Greater Manchester Health and Social Care Partnership says trusts preparing for one of the busiest weeks of the year amid colder weather and an increased prevalence of viruses.
In the week to December 30, there were 24,730 A&E attendances, with no A&E closures.
But there were four A&E diverts for ambulance patients, lasting up to three hours. These happen when departments are too busy to accept new patients.
In the week to December 30 there were 11,664 ambulance calls.
People are advised to follow these simple steps to help avoid Norovirus
Take plenty of fluids
Wash your hands regularly with soap and water
Keep yourself away from others – especially from GP surgeries or hospitals
If your symptoms continue for more than two days seek advice from NHS 111 by calling 111 on your phone or visit the NHS website for further information.
For non-emergencies, people can contact NHS 111 for further advice by calling 111.
What is Norovirus?
Norovirus is just a stomach bug, but it can be very nasty and causes diarrhoea and vomiting.
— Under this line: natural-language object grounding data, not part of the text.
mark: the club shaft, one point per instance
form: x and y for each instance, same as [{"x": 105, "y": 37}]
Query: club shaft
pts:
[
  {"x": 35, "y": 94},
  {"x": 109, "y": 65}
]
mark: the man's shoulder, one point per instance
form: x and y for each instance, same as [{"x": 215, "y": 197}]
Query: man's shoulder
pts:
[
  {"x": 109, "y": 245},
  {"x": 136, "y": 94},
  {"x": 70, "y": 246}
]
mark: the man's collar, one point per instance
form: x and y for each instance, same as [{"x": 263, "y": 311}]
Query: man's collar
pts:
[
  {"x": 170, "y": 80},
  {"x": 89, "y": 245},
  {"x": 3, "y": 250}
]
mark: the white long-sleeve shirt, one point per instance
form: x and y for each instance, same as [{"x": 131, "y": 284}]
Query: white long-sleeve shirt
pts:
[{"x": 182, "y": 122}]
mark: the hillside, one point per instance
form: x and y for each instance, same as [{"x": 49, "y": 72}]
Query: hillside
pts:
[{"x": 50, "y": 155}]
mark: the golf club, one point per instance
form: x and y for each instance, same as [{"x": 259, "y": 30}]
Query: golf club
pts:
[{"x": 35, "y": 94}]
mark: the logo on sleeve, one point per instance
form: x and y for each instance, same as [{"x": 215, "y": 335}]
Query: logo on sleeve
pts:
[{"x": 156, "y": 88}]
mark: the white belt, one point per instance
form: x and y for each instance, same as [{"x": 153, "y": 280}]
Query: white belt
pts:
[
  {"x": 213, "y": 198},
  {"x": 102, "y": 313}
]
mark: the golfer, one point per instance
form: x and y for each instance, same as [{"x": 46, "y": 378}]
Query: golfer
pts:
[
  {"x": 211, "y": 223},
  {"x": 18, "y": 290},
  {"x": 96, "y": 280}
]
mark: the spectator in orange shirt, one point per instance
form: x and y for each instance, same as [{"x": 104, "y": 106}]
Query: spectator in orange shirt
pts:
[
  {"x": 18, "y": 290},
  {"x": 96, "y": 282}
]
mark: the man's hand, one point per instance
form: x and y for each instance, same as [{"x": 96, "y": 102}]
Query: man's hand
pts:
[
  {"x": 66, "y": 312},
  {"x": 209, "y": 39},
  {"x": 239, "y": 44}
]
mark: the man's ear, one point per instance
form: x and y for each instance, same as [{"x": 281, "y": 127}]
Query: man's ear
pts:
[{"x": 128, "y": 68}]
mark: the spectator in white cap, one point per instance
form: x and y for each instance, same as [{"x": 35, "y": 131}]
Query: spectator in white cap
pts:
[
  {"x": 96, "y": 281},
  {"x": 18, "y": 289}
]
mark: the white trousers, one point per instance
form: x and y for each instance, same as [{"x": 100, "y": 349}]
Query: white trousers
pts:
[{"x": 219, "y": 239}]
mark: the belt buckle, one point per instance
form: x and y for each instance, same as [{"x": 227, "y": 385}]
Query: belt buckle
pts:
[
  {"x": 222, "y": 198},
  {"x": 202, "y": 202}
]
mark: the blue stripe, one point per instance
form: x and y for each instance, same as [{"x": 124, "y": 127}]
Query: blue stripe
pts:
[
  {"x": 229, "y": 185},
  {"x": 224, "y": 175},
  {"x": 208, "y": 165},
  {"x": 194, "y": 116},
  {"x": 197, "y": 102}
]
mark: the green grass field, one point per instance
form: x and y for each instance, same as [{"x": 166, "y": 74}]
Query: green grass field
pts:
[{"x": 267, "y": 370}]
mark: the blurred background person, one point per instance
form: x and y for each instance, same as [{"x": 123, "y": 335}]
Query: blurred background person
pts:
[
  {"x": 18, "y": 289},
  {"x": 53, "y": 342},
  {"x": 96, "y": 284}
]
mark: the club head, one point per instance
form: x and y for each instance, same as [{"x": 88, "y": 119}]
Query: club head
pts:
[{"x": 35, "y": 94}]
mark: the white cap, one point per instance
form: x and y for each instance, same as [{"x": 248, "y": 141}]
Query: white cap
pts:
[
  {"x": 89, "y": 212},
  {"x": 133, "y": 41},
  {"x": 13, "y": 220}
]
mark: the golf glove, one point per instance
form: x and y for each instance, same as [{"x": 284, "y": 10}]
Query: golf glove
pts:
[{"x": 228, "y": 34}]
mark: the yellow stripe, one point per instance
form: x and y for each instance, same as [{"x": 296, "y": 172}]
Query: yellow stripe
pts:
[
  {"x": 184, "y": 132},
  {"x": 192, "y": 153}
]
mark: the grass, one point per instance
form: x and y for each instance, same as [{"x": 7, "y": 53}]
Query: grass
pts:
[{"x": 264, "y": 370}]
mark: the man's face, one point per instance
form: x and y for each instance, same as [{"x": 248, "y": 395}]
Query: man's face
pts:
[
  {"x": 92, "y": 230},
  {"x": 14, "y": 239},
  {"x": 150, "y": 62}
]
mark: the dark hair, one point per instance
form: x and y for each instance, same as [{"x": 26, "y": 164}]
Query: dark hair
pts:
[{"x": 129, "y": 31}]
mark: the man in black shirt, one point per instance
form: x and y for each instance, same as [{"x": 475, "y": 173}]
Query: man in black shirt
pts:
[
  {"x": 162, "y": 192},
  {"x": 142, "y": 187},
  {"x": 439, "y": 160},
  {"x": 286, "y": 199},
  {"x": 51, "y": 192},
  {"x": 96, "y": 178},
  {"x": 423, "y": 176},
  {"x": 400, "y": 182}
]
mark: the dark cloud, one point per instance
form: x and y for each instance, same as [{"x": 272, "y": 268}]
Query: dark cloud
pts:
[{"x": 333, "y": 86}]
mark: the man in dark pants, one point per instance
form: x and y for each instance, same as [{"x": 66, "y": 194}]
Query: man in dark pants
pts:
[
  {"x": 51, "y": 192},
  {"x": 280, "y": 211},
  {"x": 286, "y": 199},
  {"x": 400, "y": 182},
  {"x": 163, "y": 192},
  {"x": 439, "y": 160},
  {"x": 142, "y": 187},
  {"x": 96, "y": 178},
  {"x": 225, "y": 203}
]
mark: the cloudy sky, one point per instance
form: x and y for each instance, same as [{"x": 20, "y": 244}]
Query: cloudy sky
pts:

It is sometimes known as the "winter vomiting bug" because it's more common at this time of year, although you can catch it year round.
As unpleasant as it is, it usually clears up after a few days.
Should you visit the GP?
No, Norovirus can spread to others very easily so visiting the GP can often do more harm than good. If you are worried though, you can call your GP or the NHS 24 '111' service if you're concerned or need any advice.
What are the symptoms?
The symptoms of Norovirus are very distinctive.
You're likely to have Norovirus if you experience:
- suddenly feeling sick
- projectile vomiting
- watery diarrhoea
Some people also have a slight fever, headaches, painful stomach cramps and aching limbs.
The symptoms appear one to two days after you become infected and typically last for up to two or three days.
Sadly, there isn't too much you can do to help get rid of Norovirus, there is no cure but doing these things can help:
- drink plenty of fluids to avoid dehydration. You need to drink more than usual to replace the fluids lost from vomiting and diarrhoea – as well as water, adults could also try fruit juice and soup.
- take paracetamol for any fever or aches and pains.
- get plenty of rest.
- if you feel like eating, eat plain foods, such as soup, rice, pasta and bread.